Publishing the performance data of thousands of surgeons across England fails to pick up those whose practice is causing high death rates, experts say.

A review of the death rates for patients in six key health areas found that even those surgeons whose performance is deemed "acceptable" may actually have too many patients dying needlessly.

In 2013, Health Secretary Jeremy Hunt launched the My NHS website for patients, enabling them to search for individual surgeons, assessing factors such as the death rate of patients within 90 days of surgery.

He said that publishing the data "will not only drive better care for patients" but could "literally save lives".

However, the move has proved controversial, with critics saying death rates are a "crude measure" for assessing a surgeon's performance.

In January 2015, heart surgeons wrote to NHS England asking for a rethink of the policy of publishing death rates, claiming it was causing some colleagues to avoid risky operations.

In the new study, published in the journal BMJ Open and funded by the Medical Research Council, researchers from the University of Edinburgh looked at death rates for inpatients and at 30 and 90 days post-surgery for six common procedures between 2010 and 2014.

The procedures were surgery for bowel cancer, removal of a part or the whole of the stomach (gastrectomy) or oesophagus, aortic aneurysm repair, hip replacement, removal of the thyroid gland (thyroidectomy) and weight-loss surgery.

The team found that the current data fails to identify those surgeons with an above-average death rate because each individual surgeon does not perform enough procedures.

For example, when it comes to hip replacements, weight-loss procedures and thyroidectomy, fewer than 20% of surgeons with death rates five times higher than the national average would be detected using the current system.

Each hip replacement surgeon would need to carry out 500 hip replacements every year if just one failing surgeon was to be detected.
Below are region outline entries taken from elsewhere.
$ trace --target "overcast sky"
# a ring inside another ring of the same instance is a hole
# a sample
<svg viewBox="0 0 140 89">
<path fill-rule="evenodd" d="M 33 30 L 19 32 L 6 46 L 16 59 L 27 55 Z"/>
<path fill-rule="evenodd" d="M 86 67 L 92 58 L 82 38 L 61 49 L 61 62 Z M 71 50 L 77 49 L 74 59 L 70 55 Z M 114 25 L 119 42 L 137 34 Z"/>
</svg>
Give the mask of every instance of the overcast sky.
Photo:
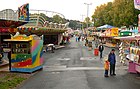
<svg viewBox="0 0 140 89">
<path fill-rule="evenodd" d="M 113 0 L 0 0 L 0 10 L 17 10 L 19 6 L 29 3 L 30 9 L 49 10 L 63 14 L 66 19 L 80 20 L 82 16 L 87 16 L 87 5 L 89 6 L 89 17 L 92 16 L 96 6 Z M 85 18 L 84 17 L 84 18 Z"/>
</svg>

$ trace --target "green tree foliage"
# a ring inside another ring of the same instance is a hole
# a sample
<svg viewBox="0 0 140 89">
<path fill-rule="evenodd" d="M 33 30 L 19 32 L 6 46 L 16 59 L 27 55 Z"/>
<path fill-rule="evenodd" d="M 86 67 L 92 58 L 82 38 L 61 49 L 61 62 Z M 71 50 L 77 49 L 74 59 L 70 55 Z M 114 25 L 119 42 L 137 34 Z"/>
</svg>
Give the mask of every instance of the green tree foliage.
<svg viewBox="0 0 140 89">
<path fill-rule="evenodd" d="M 92 21 L 94 26 L 110 24 L 113 26 L 129 26 L 138 23 L 140 11 L 134 8 L 134 0 L 114 0 L 101 6 L 97 6 Z"/>
</svg>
At present, they perform about 48 to 75 operations per year.

The researchers said: "At these rates, it is unlikely that a surgeon would perform a sufficient number of procedures in his/ her entire career to stand a good chance of detecting a mortality rate five times the national average."
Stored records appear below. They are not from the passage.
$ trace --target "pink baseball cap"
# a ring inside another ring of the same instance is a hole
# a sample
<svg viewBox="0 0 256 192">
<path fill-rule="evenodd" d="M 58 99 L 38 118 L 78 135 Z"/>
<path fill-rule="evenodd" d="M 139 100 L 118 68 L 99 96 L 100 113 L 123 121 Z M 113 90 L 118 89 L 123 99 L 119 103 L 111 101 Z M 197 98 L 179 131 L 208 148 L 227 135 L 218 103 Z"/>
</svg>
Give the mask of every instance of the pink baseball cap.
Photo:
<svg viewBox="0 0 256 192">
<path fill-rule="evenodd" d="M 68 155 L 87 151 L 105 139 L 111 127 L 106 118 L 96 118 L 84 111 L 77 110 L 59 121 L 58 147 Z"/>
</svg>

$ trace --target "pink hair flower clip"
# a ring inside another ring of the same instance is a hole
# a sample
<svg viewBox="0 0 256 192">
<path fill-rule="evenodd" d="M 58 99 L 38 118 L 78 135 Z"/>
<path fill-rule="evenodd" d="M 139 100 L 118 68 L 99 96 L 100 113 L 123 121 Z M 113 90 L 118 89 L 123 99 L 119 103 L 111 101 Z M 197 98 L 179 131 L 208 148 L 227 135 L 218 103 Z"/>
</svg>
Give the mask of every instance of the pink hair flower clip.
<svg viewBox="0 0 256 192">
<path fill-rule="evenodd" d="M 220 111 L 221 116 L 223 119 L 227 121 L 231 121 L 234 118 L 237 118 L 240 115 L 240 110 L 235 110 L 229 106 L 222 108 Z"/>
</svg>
They concluded: "At present, surgeons with increased mortality rates are unlikely to be detected. Performance within an expected mortality rate range cannot be considered reliable evidence of acceptable performance."

The researchers said records of patient outcomes and death rates are not consistent between hospitals and units, which also makes the figures unreliable.
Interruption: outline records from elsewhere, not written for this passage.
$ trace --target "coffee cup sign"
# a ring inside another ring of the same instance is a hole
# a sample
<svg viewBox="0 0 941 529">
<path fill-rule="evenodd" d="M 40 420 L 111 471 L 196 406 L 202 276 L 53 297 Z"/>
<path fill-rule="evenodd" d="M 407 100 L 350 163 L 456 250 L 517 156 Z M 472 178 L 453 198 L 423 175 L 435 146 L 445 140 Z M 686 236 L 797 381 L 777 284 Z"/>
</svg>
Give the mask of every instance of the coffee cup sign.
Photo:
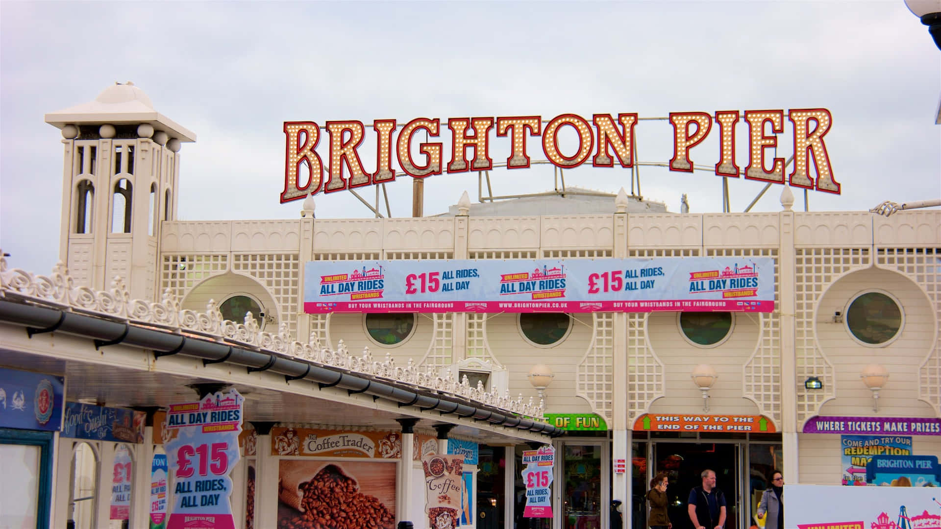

They called for more focus on tracking recovery after surgery as well as measuring patient satisfaction. A s death rates for all surgical procedures continue to fall, they argued, measuring death rates will become less useful for assessing surgeons.

Ewen Harrison, of the University of Edinburgh's department of clinical surgery, said: "Publishing surgeons' mortality rates is a step towards transparency in medical care, but it offers little help in identifying poor performance.

"We must use this data as part of a wider initiative to keep the quality of care in UK hospitals high."

Professor Derek Alderson, vice president of the Royal College of Surgeons, said: " Individual surgeons' mortality rates are published in the interests of transparency, however they cannot be relied on as an indicator of how well a surgeon is performing.

"When looking at how to improve patient care in hospitals, surgeon mortality figures must be viewed in the context of wider measures including unit and relevant patient outcomes."

A Department of Health spokesman said: "We make no apology for our drive to make the NHS the safest health service in the world - there is no shortage of evidence showing that transparency is a key driver of improvement, supporting both better accountability and patient care."